Enfin et de l'avis des encadrants eux-mêmes, la démarche compétences a également un effet sur les pratiques managériales en leur permettant d'endosser un rôle de “tuteur", qui les aide à sortir du seul champ de la productivité et de la rentabilité. “C'est important car dans une entreprise d'insertion, relève Alain Bernier, il y a toujours cette tension entre l'objectif économique et la responsabilité d'un public un peu fragile, qui pose parfois problème dans le travail et demande donc de la constance et de la persévérance de la part des encadrants." Si le changement de posture amène ces derniers à reconsidérer plus positivement les capacités d'évolution des salariés, Armelle Gillet témoigne elle d'une certaine “réciprocité de la reconnaissance", avec des salariés percevant mieux le profit qu'ils peuvent tirer de l'accompagnement qui leur est proposé. “Modifier le regard et ne pas être dans le stéréotype des stigmatisations, se félicite-t-elle, est bien l'un des buts de la démarche."
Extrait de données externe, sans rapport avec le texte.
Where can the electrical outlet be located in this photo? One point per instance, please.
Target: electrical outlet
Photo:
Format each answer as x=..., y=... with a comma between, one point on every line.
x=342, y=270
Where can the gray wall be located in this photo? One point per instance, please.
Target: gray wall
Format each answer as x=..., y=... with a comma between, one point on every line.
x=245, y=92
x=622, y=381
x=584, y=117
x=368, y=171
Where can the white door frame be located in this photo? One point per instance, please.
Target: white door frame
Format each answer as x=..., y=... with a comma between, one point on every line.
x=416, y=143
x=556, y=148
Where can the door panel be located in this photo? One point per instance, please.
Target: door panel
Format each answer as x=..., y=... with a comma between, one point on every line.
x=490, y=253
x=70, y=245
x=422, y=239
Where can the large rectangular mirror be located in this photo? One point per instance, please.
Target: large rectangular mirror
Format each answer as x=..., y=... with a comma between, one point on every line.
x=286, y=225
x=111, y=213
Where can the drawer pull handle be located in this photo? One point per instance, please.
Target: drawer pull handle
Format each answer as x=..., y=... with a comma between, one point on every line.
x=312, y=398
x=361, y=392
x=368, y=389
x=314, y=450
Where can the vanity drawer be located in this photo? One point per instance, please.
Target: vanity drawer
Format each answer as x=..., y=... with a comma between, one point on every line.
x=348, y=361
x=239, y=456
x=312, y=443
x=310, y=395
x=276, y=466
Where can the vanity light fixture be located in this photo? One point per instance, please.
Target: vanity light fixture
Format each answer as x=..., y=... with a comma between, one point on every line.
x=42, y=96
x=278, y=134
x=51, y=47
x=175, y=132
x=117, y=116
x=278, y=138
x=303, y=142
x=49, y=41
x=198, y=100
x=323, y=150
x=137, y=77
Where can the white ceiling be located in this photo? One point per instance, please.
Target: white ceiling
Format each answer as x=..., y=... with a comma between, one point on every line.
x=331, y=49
Des perspectives qui restent à financer

Alors que l'expérimentation est maintenant terminée, Alain Bernier souhaite désormais pérenniser l'action et la diffuser : “Nous pourrions associer d'autres entreprises d'insertion, en Côte-d'Or ou ailleurs, et imaginer avoir des formations interentreprises de façon à enrichir les contenus pédagogiques à partir de situations de travail venues d'autres secteurs d'activité", esquisse-t-il. Et pour un financement durable qui reste à trouver, le secrétaire général d'Id'ées 21 a, logiquement, son idée : “Pourquoi ne pas rendre les salariés en CDD-I éligibles à la période de professionnalisation ?"

Notes   [ + ]

1. Concilier l'économique et le social - aide aux mutations. direction@cesamformation.org
2. Le Comité de liaison pour la promotion des migrants et des publics en insertion (CLP) a cessé son activité en 2010
3. Direction régionale de la jeunesse, des sports et de la cohésion sociale
4. Renouvelable deux fois dans la limite de vingt-quatre mois et conditionnée à un agrément de Pôle emploi, l'embauche en CDD-I d'un demandeur d'emploi est liée à sa situation sociale et à des difficultés particulières d'accès au monde du travail,
5. Insertion par l'activité économique.
6. Principaux domaines : assistante de vie aux familles, logistique, conducteur d'engins, peintre en bâtiment, carreleur, préparation aux concours.